Home / berita umum / Seorang Pengamen Tega Bunuh Ibu Kandungnya Lantaran Sakit Hati

Seorang Pengamen Tega Bunuh Ibu Kandungnya Lantaran Sakit Hati

Seorang Pengamen Tega Bunuh Ibu Kandungnya Lantaran Sakit Hati – Lantaran sakit hati, AW (25) warga Jalan PB Marga, Perumahan Griya Rubi, Kelurahan Sukadamaham, Tanjungkarang Barat, nekat menghabisi ibu kandung memanfaatkan golok. Tersangka yg berprofesi menjadi pengamen di tangkap polisi, Senin (5/3) seputar waktu 09. 30 WIB.

” Pemeran di pastikan anak kandung korban atas nama Eti Yulia. Motif pembunuhan lantaran sakit hati, ” kata Kapolresta Bandar Lampung Kombes Polisi Murbani Budi Pitono. Dilansir dari Pada.
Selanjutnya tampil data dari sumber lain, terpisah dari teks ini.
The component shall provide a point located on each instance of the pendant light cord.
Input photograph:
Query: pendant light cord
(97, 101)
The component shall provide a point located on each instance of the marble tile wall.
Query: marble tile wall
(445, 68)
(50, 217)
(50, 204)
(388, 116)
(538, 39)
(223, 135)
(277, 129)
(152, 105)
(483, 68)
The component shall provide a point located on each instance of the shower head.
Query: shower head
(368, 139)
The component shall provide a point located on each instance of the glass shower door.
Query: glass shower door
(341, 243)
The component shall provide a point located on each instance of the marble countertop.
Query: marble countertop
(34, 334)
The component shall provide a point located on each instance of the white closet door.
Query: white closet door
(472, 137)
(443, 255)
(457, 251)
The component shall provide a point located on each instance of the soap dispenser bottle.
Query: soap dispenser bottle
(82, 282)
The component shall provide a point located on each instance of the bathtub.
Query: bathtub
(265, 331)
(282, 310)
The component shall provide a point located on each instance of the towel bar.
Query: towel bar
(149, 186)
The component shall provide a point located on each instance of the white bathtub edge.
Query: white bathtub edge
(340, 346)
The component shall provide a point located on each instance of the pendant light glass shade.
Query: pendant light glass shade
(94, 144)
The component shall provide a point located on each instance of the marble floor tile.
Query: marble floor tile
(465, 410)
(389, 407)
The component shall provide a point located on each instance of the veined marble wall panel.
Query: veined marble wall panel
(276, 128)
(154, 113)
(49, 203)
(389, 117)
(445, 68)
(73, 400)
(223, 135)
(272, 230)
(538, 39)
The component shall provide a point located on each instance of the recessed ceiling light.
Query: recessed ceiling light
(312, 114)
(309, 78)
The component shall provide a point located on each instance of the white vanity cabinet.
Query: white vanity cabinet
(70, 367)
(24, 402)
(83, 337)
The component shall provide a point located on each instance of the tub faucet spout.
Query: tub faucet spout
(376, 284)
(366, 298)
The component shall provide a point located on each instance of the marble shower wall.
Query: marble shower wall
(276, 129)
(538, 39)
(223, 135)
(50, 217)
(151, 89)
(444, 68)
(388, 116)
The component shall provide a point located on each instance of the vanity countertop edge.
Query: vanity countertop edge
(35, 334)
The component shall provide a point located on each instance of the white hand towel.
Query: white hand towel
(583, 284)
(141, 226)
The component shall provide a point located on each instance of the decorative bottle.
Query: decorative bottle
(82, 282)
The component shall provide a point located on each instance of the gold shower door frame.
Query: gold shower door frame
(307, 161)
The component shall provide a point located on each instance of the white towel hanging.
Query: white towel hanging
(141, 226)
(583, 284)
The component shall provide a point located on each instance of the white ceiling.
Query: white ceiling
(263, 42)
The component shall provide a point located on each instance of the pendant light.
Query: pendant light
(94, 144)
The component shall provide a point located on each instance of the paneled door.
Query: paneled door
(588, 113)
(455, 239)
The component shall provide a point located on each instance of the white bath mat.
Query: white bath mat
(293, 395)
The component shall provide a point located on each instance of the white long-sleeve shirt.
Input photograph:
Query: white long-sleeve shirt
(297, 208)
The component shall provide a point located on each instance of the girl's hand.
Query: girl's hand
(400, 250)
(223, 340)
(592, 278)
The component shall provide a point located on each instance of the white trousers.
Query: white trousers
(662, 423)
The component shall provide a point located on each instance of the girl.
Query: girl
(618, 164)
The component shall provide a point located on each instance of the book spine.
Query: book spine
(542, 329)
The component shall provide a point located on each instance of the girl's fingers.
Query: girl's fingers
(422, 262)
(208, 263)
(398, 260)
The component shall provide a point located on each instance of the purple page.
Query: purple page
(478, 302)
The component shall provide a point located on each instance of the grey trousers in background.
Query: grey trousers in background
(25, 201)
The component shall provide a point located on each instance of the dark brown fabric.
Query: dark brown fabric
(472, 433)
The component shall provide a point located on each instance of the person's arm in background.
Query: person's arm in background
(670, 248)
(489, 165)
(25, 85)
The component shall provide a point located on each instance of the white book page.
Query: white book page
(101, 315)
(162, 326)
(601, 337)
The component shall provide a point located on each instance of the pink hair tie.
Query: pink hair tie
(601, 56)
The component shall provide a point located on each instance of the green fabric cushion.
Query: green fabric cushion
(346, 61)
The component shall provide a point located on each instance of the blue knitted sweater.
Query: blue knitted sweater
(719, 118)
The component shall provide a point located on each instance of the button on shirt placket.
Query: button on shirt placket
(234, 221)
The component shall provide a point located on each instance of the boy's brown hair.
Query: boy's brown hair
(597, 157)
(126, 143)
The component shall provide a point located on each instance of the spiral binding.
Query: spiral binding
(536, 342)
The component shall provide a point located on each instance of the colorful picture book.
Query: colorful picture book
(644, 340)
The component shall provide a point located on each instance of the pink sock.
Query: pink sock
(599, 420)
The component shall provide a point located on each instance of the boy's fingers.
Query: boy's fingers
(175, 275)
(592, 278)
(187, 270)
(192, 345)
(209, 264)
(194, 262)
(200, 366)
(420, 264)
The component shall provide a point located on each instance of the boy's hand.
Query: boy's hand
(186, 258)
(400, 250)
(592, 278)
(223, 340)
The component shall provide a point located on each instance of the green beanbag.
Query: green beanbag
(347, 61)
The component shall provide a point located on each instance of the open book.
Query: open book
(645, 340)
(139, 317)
Saat sebelum menegaskan bukti diri tersangka, petugas lebih dahulu laksanakan penyelidikan dengan laksanakan oleh tempat peristiwa perkara.

” Kami menggali info saksi, lantas Babinkamtibmas Polsek Tanjungkarang Barat laksanakan penyisiran serta menemukannya seseorang pria yg ciri-cirinya sama seperti info saksi, ” ujarnya.

Pemeran diketemukan dalam situasi bingung. Dari info yg terkait, di sebutkan bahwa tersangka pernah kabur ke Kecamatan Natar dengan jalan kaki.

” Lantaran tdk ada arah, selanjutnya pemeran kembali lagi kediamannya serta kala diketemukan lagi tengah membawa sebilah golok, ” ujarnya.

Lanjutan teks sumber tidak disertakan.